Fortunately many production companies are starting to realise that supporting freelancers’ growth and career progression is beneficial not only for their upcoming projects, but also for the industry in general. Organisations such as Screenskills offer mentoring programs, grants or other forms of support to help freelancers, especially in the more junior positions with gaining more confidence or more experienced freelancers what to change their career path.

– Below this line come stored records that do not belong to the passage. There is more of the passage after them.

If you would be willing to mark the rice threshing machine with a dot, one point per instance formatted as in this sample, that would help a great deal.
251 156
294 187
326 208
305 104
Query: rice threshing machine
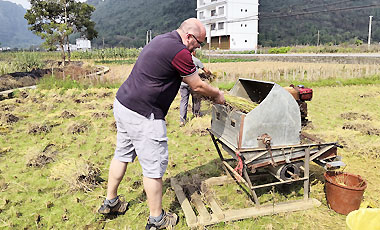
268 139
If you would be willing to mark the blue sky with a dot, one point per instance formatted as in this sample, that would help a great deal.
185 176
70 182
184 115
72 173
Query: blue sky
24 3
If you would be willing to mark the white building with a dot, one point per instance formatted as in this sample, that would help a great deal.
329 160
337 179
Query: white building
80 44
231 24
83 44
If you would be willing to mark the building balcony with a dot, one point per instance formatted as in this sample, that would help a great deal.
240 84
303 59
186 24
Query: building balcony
209 5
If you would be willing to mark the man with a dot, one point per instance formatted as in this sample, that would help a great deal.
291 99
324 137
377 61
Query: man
186 91
140 107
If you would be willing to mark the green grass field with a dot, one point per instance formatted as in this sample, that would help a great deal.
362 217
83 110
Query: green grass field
56 146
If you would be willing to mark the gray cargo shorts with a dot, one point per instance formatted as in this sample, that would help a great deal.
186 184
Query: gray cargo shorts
142 137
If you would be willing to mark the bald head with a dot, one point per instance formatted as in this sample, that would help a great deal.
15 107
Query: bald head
193 26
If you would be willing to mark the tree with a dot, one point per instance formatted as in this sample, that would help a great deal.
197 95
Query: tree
55 20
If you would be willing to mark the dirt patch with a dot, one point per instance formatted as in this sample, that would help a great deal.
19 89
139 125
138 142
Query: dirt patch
78 128
36 129
10 118
369 95
21 79
104 94
113 126
3 151
373 152
66 114
90 106
200 132
74 71
99 115
355 116
85 94
86 178
43 158
366 129
108 107
7 107
58 101
23 94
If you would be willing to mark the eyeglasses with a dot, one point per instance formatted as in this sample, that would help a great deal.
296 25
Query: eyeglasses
200 43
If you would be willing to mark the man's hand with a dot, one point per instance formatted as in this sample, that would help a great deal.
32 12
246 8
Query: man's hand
220 98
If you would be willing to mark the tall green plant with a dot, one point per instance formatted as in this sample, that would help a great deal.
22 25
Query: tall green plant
28 61
55 20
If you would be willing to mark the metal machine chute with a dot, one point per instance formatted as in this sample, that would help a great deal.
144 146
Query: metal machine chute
268 137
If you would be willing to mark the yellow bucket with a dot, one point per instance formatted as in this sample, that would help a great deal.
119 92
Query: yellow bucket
364 219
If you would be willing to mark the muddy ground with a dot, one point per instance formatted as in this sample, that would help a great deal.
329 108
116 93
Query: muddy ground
74 70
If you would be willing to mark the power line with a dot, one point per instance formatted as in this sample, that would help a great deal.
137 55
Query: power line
322 11
326 5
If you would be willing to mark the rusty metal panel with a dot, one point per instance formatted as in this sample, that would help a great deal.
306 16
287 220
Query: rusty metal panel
277 115
226 124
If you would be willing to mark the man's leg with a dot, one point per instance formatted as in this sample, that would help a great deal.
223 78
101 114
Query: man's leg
196 99
114 204
184 90
115 175
153 190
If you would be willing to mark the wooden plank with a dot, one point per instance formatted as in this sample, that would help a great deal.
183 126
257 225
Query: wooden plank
239 214
196 199
215 207
322 151
277 183
6 92
306 183
215 181
211 201
191 219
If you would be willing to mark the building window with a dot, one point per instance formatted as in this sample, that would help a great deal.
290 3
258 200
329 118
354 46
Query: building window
201 15
220 25
221 10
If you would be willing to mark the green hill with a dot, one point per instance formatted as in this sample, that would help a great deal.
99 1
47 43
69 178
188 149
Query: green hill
125 22
13 27
335 26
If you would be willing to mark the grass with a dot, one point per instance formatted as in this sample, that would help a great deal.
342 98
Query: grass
48 196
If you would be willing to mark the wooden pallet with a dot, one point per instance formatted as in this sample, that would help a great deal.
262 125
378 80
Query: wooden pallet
205 199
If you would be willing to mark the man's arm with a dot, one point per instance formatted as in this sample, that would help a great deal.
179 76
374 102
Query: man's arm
201 87
208 72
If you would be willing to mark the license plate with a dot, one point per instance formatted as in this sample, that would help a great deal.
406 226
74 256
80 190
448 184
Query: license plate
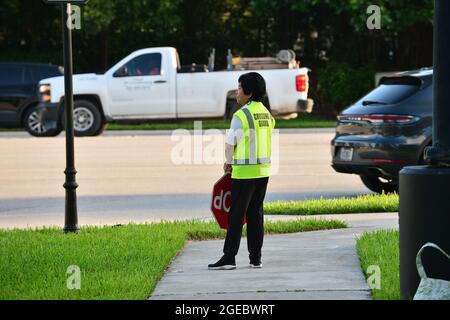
346 154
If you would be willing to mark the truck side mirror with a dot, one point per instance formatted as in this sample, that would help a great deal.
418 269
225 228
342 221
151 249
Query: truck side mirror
121 72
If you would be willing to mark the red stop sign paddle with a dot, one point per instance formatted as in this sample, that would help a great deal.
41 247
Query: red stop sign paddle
221 200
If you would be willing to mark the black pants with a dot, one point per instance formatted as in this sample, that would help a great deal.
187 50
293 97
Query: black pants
247 197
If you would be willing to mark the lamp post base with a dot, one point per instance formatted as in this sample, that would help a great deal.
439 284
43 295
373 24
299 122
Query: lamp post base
424 216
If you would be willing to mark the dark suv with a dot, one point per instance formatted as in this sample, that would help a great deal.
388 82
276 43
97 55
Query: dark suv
19 96
386 130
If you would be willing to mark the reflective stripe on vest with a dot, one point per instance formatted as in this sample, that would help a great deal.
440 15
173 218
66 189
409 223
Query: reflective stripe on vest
252 131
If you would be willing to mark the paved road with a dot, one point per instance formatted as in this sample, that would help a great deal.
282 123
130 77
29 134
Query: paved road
317 265
131 176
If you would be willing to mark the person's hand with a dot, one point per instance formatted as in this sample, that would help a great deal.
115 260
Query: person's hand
227 168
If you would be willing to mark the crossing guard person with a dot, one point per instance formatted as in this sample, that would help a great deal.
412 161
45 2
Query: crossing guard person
247 151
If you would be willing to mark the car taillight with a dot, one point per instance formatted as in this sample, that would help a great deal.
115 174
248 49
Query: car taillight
379 119
300 82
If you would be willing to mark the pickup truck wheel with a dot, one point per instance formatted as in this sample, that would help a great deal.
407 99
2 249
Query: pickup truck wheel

We can proudly admit that one of TCC’s missions is education and keeping the conversations going, trying to shift things forward. We are doing this through staying in touch with universities and media training programmes, understanding how we can work together to help filter what down what clients’ needs are, and for these courses to influence us in what the new generation of media professionals are hoping for. We do things such as putting on presentations on how to write CV’s or create a high quality reels, and how to gain and retain clients. Keeping the conversation with the students open is beneficial both ways. Thanks to this, we can stay in the loop with new ideas, and follow how the media industry is changing. This summer we decided to start our Rising Talent programme, to help nurture new talent as they embark on a career in the media industry, whilst also trying to help tackle the skills shortage our clients are facing. We plan to return each year with our 8 month programme were 10 Rising Talent will join our roster and be paired up with a freelancer mentor. Our pilot run this year is already proving successful with two of them having already been booked out on their first freelance job!
Coming back to the main subject of the panel, are there any positive changes for the media industry? Certainly yes! Surprisingly, whilst the pandemic had significantly impacted many freelancers and clients, it also proved to be an opportunity to re-evaluate and reflect on freelancers’ lives, and the media industry in general. Freelancers simply started to question the industry, asking clients for feedback, connecting with each other, being more aware of mental health, sharing their problems related to specific jobs and the industry as a whole. Some freelancers are now more confident about their own expectations, and the treatment they deserve as a dedicated freelancer to the industry. This ripple effect then encourages clients to make the effort to listen to these needs and make sure they are playing their part to make skilled people stay in the industry.